From the road running between the FOP building and the Big Sioux River, a trail leads down onto the large field to the north.  A pathway runs along the perimeter of the field with the river visible through the bare trees. 
This field road or pathway leads around the field to the west.  An old bridge over the Big Sioux River is visible within the woods; the bridge is now privately owned and not accessible.  The park border extends to the shore along the river, but Iowa land is across the river and the bridge now belongs to a property owner.
There is a line of woods between the fields that are part of the arboretum/nature center and the river, and we hiked through these woods along the bed of a draw that probably runs with water during the spring or in wet years.  Now, it is dry and filled with fallen leaves within a grove of bare trees.
We made our way through the trees for a time and then exited the grove onto the second field/meadow on the western end of the site.  There was a pathway/field road along the edge of this field as well, and we continued along until we reached a creek flowing under the main gravel road that runs through the Perry Nature Area. 
There is a picnic shelter provided just off the road and adjacent to the creek running through the area.  We generally stop at this shelter for a break during our hikes.  This is generally where our elderly miniature poodle takes a few sips of water while we are seated at one of the picnic tables.
Our hike route then takes up south across the creek again and along a trail heading west through a lowland section.  This is a part of the park that is especially popular with area birders. 
The trail passes the remains of a home from many years ago.  This part of the hike passes through private property that is not a part of the park, but it is regularly used by hikers as they move through the woods and back up onto the old rail-bed pathway.
We moved east along the old elevated rail-bed pathway toward the entrance to the park.  This pathway runs parallel to Highway 42, with the highway on the right side and an overlook through the woods into the main part of the park on the left.
This section of the trail ends at the road leading into the park.  Turning left, one can continue along to the shelter at the top of the hill. 
Our hike this afternoon took about one and a-half hours.  It was really a great stroll through a varied landscape. 
This a wonderful time to hike the trails of the arboretum/nature area, a time before the snow covers it all for the next several months.  Even then, however, I like to use this setting for snowshoeing.  There is plenty of open space for snowshoeing in a variety of terrain.  My old rawhide and wood snowshoes from yesteryear are hanging in the garage ready for the first winter hike over snow covered fields, trails, and along the river.
For those interested in how my current observations compare to those made a year ago, please check out the narrative identified in the index of area hiking possibilities listed on the right side of the blog.

The complete set of photographs taken on the hike today can be seen on my Flickr page at the following URL:  http://www.flickr.com/photos/jayheath/sets/72157632170631469/


  1. Thank you very much for the lovely photos and information about the arboretum/nature area.
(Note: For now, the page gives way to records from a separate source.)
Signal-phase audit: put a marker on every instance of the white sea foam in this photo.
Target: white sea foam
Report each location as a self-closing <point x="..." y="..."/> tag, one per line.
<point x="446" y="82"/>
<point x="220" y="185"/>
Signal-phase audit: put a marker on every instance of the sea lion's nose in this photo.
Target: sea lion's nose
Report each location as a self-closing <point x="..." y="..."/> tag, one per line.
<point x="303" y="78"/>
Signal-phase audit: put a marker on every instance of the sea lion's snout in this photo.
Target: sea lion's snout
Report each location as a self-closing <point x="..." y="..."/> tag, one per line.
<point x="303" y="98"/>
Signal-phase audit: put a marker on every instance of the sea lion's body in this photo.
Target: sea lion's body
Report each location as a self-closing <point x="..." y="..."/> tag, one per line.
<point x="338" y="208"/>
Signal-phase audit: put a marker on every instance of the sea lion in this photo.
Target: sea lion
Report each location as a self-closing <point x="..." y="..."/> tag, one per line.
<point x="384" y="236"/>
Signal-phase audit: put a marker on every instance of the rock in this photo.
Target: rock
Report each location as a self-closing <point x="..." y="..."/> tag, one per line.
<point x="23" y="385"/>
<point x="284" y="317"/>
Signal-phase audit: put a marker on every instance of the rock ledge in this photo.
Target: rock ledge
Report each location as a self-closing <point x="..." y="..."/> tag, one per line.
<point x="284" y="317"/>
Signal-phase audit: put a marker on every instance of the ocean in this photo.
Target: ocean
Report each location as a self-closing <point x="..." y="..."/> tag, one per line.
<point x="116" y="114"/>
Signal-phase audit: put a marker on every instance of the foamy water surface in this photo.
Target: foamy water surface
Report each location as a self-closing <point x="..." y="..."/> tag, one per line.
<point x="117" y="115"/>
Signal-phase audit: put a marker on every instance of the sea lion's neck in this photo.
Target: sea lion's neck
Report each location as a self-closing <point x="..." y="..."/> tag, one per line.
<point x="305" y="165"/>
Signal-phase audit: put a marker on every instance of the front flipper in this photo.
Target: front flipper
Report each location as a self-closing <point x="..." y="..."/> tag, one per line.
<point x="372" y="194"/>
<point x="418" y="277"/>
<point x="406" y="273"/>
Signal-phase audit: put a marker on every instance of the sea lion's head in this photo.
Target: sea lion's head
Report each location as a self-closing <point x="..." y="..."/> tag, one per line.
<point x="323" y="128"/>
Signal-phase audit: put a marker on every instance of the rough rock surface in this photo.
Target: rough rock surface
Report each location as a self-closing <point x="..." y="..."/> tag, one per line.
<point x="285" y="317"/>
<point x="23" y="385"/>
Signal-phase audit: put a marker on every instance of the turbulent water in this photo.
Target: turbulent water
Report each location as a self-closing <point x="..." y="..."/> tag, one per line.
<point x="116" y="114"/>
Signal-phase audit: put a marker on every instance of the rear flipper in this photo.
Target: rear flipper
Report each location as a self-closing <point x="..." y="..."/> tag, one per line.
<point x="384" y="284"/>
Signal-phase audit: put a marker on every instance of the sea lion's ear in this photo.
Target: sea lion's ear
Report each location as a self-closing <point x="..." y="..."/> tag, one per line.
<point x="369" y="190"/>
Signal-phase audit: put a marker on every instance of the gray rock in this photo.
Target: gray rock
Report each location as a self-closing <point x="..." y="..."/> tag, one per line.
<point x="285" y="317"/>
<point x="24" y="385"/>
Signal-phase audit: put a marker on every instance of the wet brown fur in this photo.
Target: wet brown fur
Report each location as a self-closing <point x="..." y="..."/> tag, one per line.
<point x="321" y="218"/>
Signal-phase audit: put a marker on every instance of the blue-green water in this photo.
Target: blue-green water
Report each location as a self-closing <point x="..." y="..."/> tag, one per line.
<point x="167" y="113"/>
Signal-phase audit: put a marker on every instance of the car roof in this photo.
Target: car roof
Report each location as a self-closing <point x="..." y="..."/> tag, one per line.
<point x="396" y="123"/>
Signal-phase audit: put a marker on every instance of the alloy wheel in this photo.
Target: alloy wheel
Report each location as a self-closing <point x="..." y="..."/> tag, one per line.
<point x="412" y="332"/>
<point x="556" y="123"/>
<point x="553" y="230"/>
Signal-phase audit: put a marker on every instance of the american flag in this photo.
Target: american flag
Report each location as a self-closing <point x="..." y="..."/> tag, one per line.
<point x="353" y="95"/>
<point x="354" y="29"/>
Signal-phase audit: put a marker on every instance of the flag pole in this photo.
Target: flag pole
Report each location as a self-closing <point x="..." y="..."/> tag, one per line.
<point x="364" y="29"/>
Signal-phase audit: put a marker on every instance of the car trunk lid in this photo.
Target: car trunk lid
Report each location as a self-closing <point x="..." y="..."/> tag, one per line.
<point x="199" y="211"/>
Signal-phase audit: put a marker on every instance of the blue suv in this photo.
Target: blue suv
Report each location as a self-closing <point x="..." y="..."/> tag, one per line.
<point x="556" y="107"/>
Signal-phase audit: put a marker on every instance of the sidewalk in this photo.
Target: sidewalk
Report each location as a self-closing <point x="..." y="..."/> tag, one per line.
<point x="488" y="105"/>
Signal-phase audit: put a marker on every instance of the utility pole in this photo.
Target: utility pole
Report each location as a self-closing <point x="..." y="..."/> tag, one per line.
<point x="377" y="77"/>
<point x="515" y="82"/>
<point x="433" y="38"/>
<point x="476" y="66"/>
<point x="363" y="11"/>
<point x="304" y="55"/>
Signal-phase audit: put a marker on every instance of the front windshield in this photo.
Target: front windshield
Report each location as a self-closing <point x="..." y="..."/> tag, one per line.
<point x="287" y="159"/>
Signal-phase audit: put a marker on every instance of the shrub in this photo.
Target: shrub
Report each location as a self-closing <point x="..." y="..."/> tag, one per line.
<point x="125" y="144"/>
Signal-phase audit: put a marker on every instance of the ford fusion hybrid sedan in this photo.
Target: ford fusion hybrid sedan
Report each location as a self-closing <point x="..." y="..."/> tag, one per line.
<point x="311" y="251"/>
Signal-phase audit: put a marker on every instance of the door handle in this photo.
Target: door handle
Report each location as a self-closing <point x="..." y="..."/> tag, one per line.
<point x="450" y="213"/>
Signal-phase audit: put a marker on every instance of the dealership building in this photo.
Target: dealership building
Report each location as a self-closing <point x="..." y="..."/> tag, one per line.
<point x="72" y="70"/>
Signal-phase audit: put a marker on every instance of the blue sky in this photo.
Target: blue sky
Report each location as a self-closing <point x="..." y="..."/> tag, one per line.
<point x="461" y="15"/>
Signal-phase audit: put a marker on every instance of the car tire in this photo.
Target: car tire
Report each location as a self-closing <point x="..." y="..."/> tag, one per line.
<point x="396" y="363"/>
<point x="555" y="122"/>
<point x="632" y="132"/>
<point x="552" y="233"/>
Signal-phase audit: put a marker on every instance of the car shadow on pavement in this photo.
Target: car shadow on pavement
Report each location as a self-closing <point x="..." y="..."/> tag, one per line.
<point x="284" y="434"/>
My how the area has changed! My now late uncle used to live there when it used to be East Sioux Falls.He was one of the last residents.

  2. I'm glad to see that people are making use of this beautiful area, a transition between the rose quartzite quarries to the West and the farmland along the Sioux River to the East & North. My Great-Great Grandfather once ran the East Sioux Falls Quarry Company on this property, and our family is so glad of the good use it is being put to.